5. INTANGIBLE ASSETS

Goodwill

As a result of the Merger we recorded goodwill of $1.8 million in our one reporting unit. We assess the recoverability of the carrying value of goodwill on an annual basis as of October 31 of each year, and whenever events occur or circumstances changes that would, more likely than not, reduce the fair value of our reporting unit below its carrying value.

For the goodwill impairment analyses performed at October 31, 2016, 2015, and 2014, we performed qualitative assessments to determine whether it was more likely than not that our goodwill asset was impaired in order to determine the necessity of performing a quantitative impairment test, under which management would calculate the asset’s fair value. When performing the qualitative assessments, we evaluated events and circumstances that would affect the significant inputs used to determine the fair value of the goodwill. Events and circumstances evaluated include: macroeconomic conditions that could affect us, industry and market considerations for the generic pharmaceutical industry that could affect us, cost factors that could affect our performance, our financial performance (including share price), and consideration of any company-specific events that could negatively affect us, our business, or our fair value.
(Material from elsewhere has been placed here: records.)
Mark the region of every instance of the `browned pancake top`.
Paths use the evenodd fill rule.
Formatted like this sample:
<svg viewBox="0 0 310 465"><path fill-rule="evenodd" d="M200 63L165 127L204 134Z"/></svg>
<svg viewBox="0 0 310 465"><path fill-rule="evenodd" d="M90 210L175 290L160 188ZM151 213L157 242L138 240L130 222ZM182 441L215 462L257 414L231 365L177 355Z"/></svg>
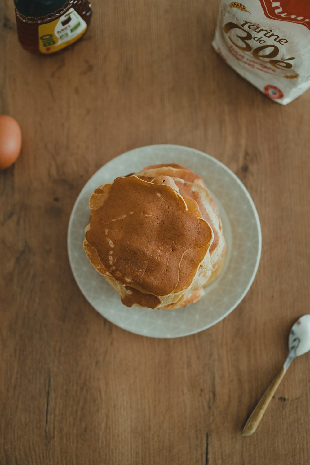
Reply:
<svg viewBox="0 0 310 465"><path fill-rule="evenodd" d="M86 233L116 279L157 296L191 285L213 238L196 203L187 206L165 176L162 181L167 184L118 178L96 189Z"/></svg>

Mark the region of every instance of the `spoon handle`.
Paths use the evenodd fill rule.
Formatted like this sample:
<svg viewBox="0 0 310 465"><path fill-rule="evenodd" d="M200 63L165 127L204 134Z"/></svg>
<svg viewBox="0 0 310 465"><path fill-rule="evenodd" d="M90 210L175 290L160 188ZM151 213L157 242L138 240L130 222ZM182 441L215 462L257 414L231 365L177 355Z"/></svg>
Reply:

Based on our assessments of the aforementioned factors, it was determined that it was more likely than not that the fair value of our one reporting unit is greater than its carrying amount as of October 31, 2016, 2015, and 2014, and therefore no quantitative testing for impairment was required.

In addition to the qualitative impairment analysis performed at October 31, 2016, there were no events or changes in circumstances that could have reduced the fair value of our reporting unit below its carrying value from October 31, 2016 to December 31, 2016. No impairment loss was recognized during the years ended December 31, 2016, 2015, and 2014, and the balance of goodwill was $1.8 million as of both December 31, 2016 and 2015.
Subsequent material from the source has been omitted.